I wandered around Shinjuku at night, looking for food, having struck out twice with guidebook recommendations. I could find neither restaurant, and the facts that one had no English sign out and the other was on the fourth floor of a building that wasn’t marked did not help. So I wandered around frustrated, my thoughts dipping into the realm of “McDonald’s would work,” and “Maybe I’ll have that PowerBar.” Finally as I was at the end of my rope, a beacon of heaven appeared down an alleyway. The sign said “sukiyaki” and they had an English menu with “welcome prices,” meaning they gave a discount to Yankees.
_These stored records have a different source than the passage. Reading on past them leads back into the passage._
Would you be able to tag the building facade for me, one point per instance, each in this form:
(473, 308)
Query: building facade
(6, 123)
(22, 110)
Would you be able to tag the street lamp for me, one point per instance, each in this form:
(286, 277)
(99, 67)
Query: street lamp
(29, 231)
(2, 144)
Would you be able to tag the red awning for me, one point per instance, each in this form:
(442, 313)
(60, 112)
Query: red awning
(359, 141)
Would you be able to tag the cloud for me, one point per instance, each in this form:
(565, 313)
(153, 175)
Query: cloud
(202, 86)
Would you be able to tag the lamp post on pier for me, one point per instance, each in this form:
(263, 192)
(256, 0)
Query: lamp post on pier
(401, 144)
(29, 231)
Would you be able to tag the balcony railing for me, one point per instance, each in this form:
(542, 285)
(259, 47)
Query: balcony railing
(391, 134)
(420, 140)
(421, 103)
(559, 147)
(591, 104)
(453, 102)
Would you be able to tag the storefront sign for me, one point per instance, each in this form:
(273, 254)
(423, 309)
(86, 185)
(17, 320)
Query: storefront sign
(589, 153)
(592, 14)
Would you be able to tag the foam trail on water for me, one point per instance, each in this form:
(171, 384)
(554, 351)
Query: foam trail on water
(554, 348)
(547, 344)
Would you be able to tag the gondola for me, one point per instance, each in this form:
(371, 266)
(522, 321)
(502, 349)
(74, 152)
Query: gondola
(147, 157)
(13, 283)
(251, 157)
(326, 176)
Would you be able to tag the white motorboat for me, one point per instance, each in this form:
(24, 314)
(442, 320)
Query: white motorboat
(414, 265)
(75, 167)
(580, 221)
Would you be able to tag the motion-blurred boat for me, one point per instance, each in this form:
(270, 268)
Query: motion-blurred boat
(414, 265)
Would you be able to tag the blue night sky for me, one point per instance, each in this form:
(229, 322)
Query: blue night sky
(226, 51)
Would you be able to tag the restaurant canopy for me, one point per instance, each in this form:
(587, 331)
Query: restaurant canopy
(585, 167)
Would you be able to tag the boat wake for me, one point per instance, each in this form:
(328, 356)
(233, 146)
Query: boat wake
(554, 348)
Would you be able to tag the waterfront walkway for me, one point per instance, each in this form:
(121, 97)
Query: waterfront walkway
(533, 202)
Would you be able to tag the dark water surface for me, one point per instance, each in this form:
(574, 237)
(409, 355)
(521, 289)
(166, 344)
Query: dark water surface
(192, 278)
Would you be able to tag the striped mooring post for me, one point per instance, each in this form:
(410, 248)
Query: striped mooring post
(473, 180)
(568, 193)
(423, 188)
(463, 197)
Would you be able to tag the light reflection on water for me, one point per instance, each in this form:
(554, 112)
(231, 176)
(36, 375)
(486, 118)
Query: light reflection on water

So I went in and ordered the sukiyaki, figuring I should try this dish while I’m in Japan. The downstairs room where I sat had only three tables and a few seats at the counter, where I got to sit and watch them make odd looking cocktails. I’m brought a bowl of salad with a great ginger dressing. Then a 1-inch cube of fat is placed in a cast iron skillet atop a burner, and a raw egg in placed in a bowl in front of me. I sit intimidated for a while, imagining how long it takes for the fat to render fully. Fortunately, when the server comes to cook for me, she only covers the base of the skillet before cooking (though the fat stays in the whole time, and I one point I pick up the soft gooey mass with chopsticks thinking it is a mushroom. Glad I didn’t eat it.)
The woman cooking for me is very nice, and even goes so far as to lie to me about how good my Japanese is after I keep repeating “arigato” (I lied to her about how beautiful Tokyo is). She explains the ingredients: Chinese cabbage, bamboo shoots, Shitaki and other mushrooms, tofu, potato noodles, beef, and edible leaves from a chrysanthemum plant. (I had learned earlier in the day at the Meiji Shrine that chrysanthemums held special value in Japanese culture, so that was a nice continuum for the day.) I’m intrigued by the ingredients. My cook places some of the ingredients in the skillet, spoons over some sugar, drips on soy sauce, and then fills the skillet with fish broth. She explains that the meat will be very hot, so they use the cold raw egg as a dipping sauce. She has me beat the egg with my chopsticks and she places some of the meal in my egg bowl. OK, here we go….
The passport health department told me to stay away from raw egg and live chickens for fear of bird flu, and every good American knows that raw eggs contain salmonella, especially these that look like they’ve been sitting out all day. Well, it is too late to back out now, I figure, so I taste the egg drenched beef, and it is really good. A bit sweet, a bit salty. I had expected the beef to cook the egg a little bit, so it would be more like beef with scrambled egg, but it did not. Apparently it wasn’t that hot, but it was definitely too hot to eat straight from the skillet.
We’ll see in the next few days whether I’ve contracted any disease. Was it worth ¥3000 to get bird flu? Probably not, but it sure did taste good.